Maytera’s cubit stick tapped her lectern. “The older, Feather. And the younger. You said yourself that there were only two.”
“Hierax…” said someone far below the other side of the battlement.
Silk stood up. He head still throbbed, and his legs were stiff; but he did not feel as though he were about to gag again. The chimneys (they all looked the same now) and the beckoning trapdoor seemed an impossible distance away. Still reeling and dizzy, he embraced a merlon with both arms and peered over the battlement. As if it belonged to someone else, he noted that his right forearm was oozing blood onto the gray stones.
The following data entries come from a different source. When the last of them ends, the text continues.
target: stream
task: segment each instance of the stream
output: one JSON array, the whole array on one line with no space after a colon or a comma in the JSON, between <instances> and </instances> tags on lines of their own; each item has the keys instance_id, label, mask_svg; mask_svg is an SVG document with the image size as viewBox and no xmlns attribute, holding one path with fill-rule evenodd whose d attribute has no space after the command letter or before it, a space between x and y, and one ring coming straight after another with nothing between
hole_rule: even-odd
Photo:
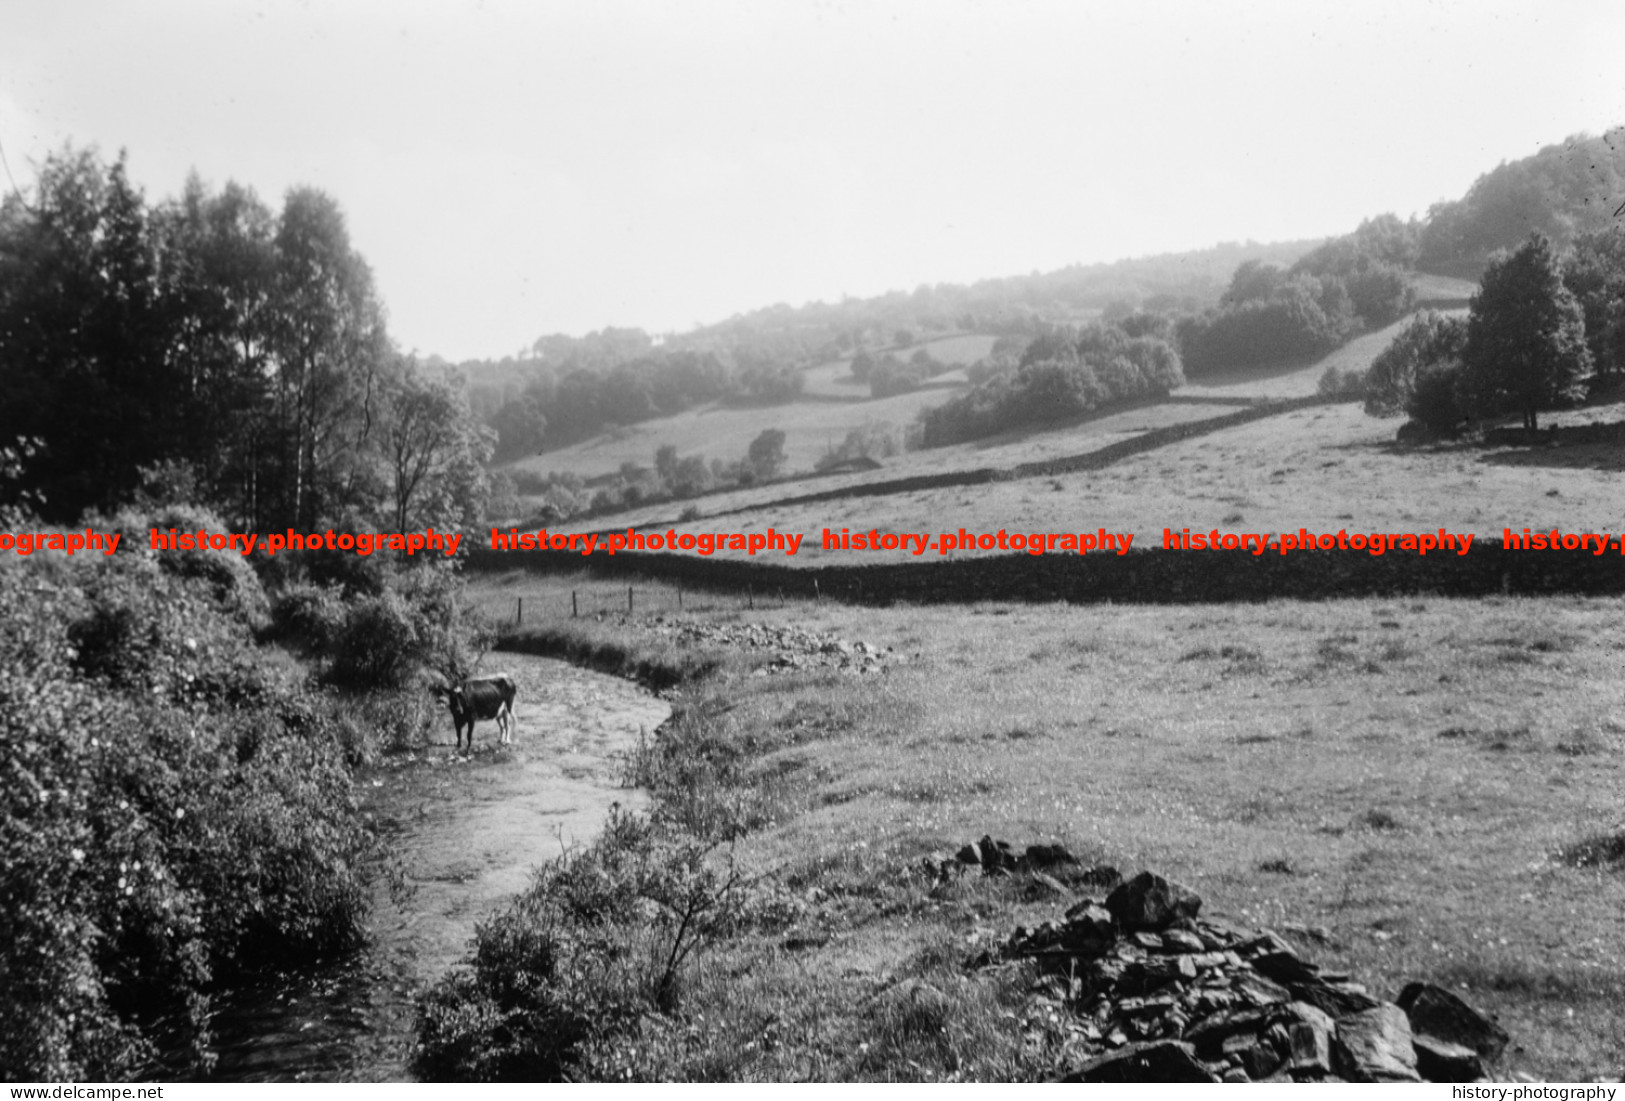
<instances>
[{"instance_id":1,"label":"stream","mask_svg":"<svg viewBox=\"0 0 1625 1101\"><path fill-rule=\"evenodd\" d=\"M664 701L551 658L492 654L480 669L499 671L519 686L513 744L497 749L496 724L482 722L475 753L459 759L448 712L426 753L361 779L405 889L373 877L371 944L355 958L218 999L215 1080L411 1081L414 995L463 958L475 923L536 865L591 840L611 804L643 805L621 777L640 733L653 737L671 713Z\"/></svg>"}]
</instances>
Forty cubits and more below, three men and two women were standing in a rough circle on the terrace, all of them looking down at something. For a slow half minute at least, Silk could not be certain what it was. A third woman pushed one of the others aside, then turned away as if in disgust. There was more talk until one of the armored guards arrived with a lamp.
The bird, Mucor’s white-headed one, lay dead upon the flagstones, appearing smaller than Silk could have imagined, its unequal wings half spread, its long white neck bent back at an unnatural angle. He had killed it. Or rather, it had killed itself.
One of the men around the dead bird glanced upward, saw Silk watching him, pointed, and shouted something Silk could not understand. Rather too late (or so he feared), he waved as though he were a member of the household and retreated up the steep slope of the roof.